NBFC Sector Update : 3QFY26 results preview: Selective growth by InCred Equities
* Overall volumes remain mixed amid festive cheer and risk aversion. We will monitor the commentary on changes in demand trends.
* NIM to improve qoq for most NBFCs. Credit costs to remain largely flat sequentially, with a positive bias for vehicle financiers & some pain for SMEs.
* We reiterate Bajaj Finance (ADD, TP: Rs1,250) as our high-conviction pick & believe that affordable housing finance companies are lucrative bets.
Selective disbursements amid festive cheer and risk aversion
Overall demand remained healthy sequentially, though disbursements were selective. We saw strong growth in vehicle finance segment, driven by favorable policy actions (repo rate cuts and Goods and Services Tax or GST rationalisation) and festive-season demand resulting in a reduction in vehicle prices. In contrast, disbursements in unsecured products, particularly personal loans, remain robust. However, we expect subdued disbursements in affordable housing, loan against property (LAP) and SME segments as lenders adopt tighter underwriting standards to focus on high-quality customers. We expect AUM growth of 13-19% yoy for vehicle financiers, 16-25% yoy for affordable housing lenders, and 20- 44% yoy for other financiers (ex-microfinance) in our coverage universe. We await management commentary on sustainability of the recent growth trajectory.
Margins supported by gradual rate transmission
We expect NIM to expand by 5-10bp qoq, as the transmission of recent rate cuts gradually flows through.

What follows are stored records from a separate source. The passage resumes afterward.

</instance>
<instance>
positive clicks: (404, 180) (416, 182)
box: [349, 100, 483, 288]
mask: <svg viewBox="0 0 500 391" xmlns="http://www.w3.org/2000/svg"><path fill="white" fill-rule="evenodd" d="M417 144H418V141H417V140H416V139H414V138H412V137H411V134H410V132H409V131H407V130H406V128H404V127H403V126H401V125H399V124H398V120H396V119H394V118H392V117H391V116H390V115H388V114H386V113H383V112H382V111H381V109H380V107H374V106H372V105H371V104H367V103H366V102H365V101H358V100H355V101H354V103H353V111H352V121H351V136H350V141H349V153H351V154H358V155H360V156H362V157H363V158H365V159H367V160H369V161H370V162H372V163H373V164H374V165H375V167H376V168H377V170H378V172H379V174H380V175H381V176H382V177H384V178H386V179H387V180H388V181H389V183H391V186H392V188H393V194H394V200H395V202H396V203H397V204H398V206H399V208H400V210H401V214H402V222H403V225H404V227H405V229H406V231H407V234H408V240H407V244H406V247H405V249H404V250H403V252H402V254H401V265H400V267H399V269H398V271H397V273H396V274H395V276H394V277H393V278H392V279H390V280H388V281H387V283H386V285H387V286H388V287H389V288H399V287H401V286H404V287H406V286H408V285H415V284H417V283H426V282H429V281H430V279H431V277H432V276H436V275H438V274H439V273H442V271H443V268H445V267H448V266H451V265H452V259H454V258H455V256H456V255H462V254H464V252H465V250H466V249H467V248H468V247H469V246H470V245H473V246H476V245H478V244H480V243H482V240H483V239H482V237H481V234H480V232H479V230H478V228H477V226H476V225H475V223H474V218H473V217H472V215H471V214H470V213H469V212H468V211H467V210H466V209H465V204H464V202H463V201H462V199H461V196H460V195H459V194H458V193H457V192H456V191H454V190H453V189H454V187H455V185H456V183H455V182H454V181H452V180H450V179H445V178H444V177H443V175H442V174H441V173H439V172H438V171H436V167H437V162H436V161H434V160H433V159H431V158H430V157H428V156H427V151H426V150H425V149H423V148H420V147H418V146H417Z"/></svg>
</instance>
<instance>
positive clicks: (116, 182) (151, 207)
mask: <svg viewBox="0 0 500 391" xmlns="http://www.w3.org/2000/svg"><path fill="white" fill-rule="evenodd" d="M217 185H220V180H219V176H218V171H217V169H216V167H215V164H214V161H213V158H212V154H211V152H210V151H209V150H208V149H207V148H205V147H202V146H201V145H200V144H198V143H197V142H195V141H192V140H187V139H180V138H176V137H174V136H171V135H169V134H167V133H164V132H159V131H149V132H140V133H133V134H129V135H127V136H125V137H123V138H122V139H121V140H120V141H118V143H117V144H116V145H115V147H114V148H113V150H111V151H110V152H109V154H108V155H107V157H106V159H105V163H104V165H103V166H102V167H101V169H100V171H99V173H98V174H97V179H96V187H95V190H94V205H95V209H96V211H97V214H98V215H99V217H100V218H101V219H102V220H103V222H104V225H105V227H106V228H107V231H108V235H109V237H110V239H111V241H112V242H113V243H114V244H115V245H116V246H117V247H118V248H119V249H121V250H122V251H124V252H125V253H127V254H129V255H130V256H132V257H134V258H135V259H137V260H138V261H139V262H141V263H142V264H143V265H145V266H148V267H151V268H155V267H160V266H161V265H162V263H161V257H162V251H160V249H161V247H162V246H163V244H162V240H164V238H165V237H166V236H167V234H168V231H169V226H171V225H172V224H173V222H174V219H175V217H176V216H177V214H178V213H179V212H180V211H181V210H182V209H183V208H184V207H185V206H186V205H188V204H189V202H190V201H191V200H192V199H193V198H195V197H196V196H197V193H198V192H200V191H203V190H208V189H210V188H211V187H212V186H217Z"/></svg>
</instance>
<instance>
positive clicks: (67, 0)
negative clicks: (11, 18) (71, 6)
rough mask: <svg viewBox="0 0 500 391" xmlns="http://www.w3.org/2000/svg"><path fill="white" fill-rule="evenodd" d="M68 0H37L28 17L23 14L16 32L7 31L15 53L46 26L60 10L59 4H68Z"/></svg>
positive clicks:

This is aided by predominantly fixed-rate nature of NBFC loan portfolios, including secured finance, unsecured personal loans, SME/MSME loans, & credit cards, which helps to protect asset yields in the near term. Accordingly, we expect Bajaj Finance (BAF), Shriram Finance (SFL), and Mahindra & Mahindra Financial Services (MMFS) to report sequential NIM expansion.
Asset quality improving amid selective stress
We expect asset quality to be sequentially in line with the previous quarter, though with a selective positive bias for vehicle financiers due to strong recovery in vehicle demand and affordable housing finance on the back of tight underwriting practices and a shift towards higher-ticket loans. We expect continued SME stress to inch up credit costs for Bajaj Finance (BAF) and await management commentary on the same. SBI Cards is expected to show some easing in credit costs, given tighter underwriting norms and a higher churn.
MFI: Gradual recovery with easing backlog of stressed assets
We expect most microfinance lenders to report a qoq revival in disbursements. Collections are likely to improve, aided by better macroeconomic conditions. In our coverage universe, we expect Spandana Sphoorty Financial (SSFL) to report yet another loss on account of the sale of stressed assets worth Rs 4.9bn, though we expect disbursements to gradually pick up pace in coming quarters.
Outlook and valuation
We remain positive on affordable housing finance companies as we believe that growth will take off again on the back of strong demand, as highlighted in our recent report - Affordable Housing Finance: A sweet spot - once credit costs normalise. We believe that valuations remain compelling in the case of both Aavas Financiers (ADD, Rs2,100) and Home First Finance Company (ADD, Rs 1,400). BAF (ADD, Rs1,250) continues to be resilient in new customer onboarding, adding dry powder to its cross-sell franchise, and believe that the slowdown in AUM growth is transitory although we await management commentary on the same. We remain positive on Shriram Finance (ADD, Rs1,200) amid the strategic investment. We also like MMFS (ADD, Rs450) & UGRO Capital (ADD, Rs260) due to favourable risk-reward ratio. We retain HOLD rating on Cholamandalam Investment Finance Co. (Rs1,850) amid a selective slowdown in its new products, and SSFL (Rs280) for the looming uncertainty. We retain REDUCE rating on SBI Cards (Rs700) as we believe that most positives have been priced in.